For my apps and services, like Charged, I wire up monitoring alerts, errors, subscription changes, and backup statuses to post into their own respective channels. This way, I can keep a finger on the pulse of those applications, but avoid my inbox being flooded all day long with notification emails.
These channels are named #admin-[service], so that they're easy to scan, and grouped together in the sidebar. Charged, for example, is #admin-charged, and has these integrations set up:
- Stripe's integration posts updates whenever any of my customers cancels or updates their subscriptions, as well as whenever anyone new joins.
- Sentry to post detailed errors as soon as they happened, as well as who is affected.
- I use Hyperping to monitor for uptime, which pipes outage notifications into Slack using the email integration.
- Laravel Forge alerts me using the webhook integration whenever a deployment succeeds or fails.
- DigitalOcean's integration pings me directly when the memory, CPU or disk usage is too high on a droplet.
- Podrover for whenever a new review on the podcast appears.
- Google Alerts piped into Slack with this IFTTT recipe any time char.gd is mentioned on the web.
- Twitter, which posts any time the @chargedtech account is mentioned, so I can respond without needing to remember to check.
- Backup success/failure reports each day with this handy PHP package.
For my personal tools, I run these through a channel called #daily that helps keep on top of what's coming up or needs attention:
- Google Calendar, which posts my agenda every morning at 9AM, as well as when any meeting is created or updated.
- IFTTT, which pipes in general smart home alerts, like whenever the temperature at home hits over 25C, which probably means I should open a window for the cat.
- Google Drive, which posts any comments from collaborators on documents that I own.
- Todoist, which only posts whenever something on my to-do list is about to fall due.
Many of these tools are 'two way' integrations, so Todoist, for example, allows me to create a new meeting by just typing "/todoist remember milk tomorrow morning #food" and it's automagically added to the right list.
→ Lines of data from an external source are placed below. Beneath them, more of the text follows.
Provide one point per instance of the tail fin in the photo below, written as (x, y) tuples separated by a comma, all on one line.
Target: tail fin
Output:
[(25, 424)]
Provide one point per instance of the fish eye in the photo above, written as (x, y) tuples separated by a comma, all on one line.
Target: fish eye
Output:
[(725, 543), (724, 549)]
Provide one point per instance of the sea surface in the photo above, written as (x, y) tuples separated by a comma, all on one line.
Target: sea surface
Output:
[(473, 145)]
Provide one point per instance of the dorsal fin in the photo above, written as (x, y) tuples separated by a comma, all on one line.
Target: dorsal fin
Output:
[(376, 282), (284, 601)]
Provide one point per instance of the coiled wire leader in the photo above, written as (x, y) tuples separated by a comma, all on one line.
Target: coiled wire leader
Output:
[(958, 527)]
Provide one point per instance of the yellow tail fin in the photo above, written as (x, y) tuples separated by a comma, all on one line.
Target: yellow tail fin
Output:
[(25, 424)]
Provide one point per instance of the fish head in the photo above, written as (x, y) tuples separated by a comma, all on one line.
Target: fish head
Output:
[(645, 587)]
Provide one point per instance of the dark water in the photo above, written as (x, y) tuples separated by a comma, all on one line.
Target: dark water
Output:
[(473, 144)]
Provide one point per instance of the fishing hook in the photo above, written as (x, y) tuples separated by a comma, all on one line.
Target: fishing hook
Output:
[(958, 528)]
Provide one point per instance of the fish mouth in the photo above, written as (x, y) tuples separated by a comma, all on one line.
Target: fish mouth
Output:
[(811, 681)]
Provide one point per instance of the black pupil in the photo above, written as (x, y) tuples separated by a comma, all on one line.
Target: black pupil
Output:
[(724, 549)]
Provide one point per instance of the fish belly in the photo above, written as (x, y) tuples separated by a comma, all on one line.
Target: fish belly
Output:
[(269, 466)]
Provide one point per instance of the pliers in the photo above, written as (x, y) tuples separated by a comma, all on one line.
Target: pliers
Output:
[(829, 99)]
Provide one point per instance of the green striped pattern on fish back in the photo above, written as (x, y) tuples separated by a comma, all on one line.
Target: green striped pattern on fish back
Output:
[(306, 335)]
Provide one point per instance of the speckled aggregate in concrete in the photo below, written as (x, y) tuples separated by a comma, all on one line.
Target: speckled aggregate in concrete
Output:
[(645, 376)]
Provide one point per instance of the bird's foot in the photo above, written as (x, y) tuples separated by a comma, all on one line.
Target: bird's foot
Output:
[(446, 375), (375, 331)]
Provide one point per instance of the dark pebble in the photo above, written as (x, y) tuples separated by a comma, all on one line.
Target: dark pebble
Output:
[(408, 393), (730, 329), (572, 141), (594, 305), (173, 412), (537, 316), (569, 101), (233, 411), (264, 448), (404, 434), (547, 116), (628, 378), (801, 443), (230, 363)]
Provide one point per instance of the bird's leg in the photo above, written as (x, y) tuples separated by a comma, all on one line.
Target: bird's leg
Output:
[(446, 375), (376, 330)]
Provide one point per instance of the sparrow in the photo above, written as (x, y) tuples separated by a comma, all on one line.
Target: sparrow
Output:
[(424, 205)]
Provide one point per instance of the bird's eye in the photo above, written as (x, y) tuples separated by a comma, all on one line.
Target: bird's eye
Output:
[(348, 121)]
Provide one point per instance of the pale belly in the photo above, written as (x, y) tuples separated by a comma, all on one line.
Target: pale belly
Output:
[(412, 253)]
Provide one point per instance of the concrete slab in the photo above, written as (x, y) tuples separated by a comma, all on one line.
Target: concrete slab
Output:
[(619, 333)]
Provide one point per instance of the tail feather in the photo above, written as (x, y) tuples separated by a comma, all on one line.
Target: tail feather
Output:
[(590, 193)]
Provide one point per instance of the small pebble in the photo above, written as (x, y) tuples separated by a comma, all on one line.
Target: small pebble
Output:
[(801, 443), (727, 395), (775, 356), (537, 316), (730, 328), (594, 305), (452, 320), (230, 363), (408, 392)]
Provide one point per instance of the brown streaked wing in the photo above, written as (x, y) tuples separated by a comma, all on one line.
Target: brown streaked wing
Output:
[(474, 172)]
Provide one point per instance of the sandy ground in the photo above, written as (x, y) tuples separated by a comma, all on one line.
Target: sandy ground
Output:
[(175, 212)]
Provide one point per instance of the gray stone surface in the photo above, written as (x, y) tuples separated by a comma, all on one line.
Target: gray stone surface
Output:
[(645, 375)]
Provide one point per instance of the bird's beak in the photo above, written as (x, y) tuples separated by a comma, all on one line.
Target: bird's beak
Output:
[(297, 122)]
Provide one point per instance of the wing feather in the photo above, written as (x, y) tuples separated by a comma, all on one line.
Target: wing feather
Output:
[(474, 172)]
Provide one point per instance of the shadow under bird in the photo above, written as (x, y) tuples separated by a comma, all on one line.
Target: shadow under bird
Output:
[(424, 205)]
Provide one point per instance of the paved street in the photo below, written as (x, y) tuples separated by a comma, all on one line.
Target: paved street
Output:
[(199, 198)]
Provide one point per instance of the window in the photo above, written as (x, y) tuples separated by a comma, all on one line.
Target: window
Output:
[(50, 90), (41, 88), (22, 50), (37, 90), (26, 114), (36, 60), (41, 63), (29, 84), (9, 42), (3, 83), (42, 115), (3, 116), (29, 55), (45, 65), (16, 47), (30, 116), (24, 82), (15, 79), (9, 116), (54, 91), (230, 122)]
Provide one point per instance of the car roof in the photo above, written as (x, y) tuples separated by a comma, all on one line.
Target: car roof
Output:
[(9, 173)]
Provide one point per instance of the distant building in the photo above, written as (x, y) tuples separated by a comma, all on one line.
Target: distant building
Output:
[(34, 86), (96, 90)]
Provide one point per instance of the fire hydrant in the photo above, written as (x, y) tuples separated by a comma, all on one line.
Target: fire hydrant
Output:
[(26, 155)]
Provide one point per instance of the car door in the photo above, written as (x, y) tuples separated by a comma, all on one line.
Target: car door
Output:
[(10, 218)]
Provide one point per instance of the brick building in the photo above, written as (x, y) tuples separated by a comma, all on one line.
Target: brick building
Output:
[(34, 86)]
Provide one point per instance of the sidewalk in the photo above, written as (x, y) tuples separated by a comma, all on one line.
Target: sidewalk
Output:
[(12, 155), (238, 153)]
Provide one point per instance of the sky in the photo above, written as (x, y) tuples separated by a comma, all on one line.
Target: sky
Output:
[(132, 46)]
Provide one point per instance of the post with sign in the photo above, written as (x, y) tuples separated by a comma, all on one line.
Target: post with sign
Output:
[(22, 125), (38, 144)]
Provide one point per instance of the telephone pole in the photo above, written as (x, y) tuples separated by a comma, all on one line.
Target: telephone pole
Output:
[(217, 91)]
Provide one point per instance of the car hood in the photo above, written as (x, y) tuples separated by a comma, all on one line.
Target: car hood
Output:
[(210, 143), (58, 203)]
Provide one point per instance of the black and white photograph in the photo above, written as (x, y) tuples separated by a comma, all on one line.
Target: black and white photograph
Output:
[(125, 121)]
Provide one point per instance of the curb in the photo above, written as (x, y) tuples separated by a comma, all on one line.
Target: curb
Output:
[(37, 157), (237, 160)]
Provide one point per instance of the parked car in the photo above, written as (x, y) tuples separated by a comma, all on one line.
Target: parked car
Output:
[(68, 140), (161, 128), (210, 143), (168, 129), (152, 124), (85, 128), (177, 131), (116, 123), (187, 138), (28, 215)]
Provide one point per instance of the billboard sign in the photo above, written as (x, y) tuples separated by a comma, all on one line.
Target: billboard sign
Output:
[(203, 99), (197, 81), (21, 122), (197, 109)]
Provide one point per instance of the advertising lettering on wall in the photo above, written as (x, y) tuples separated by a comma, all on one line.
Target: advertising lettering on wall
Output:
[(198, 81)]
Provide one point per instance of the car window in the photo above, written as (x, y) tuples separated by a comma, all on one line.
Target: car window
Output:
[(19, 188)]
The catch with all of this? Slack's free tier only allows a limited amount of integrations, so I actually pay for a business account with one user. That's $5 a month, but it's less email to deal with, and best of all, it helps me keep on top of things I might otherwise forget to check in on, as well as being able to completely unsubscribe from these noisy emails.
Most importantly, it's much easier to wade through alerts and quick catch-ups of my calendar than it is through those individual emails I'd usually have to pore over. After getting out of bed in the morning, I quickly check each channel to make sure my servers haven't broken overnight, and get on with my day.
Sure, I'm using Slack alone...but it's probably the most zen Slack team I'm in! If you have any ideas for things I should be adding to my empty Slack team, or feel inspired to make your own, fire away in the comments.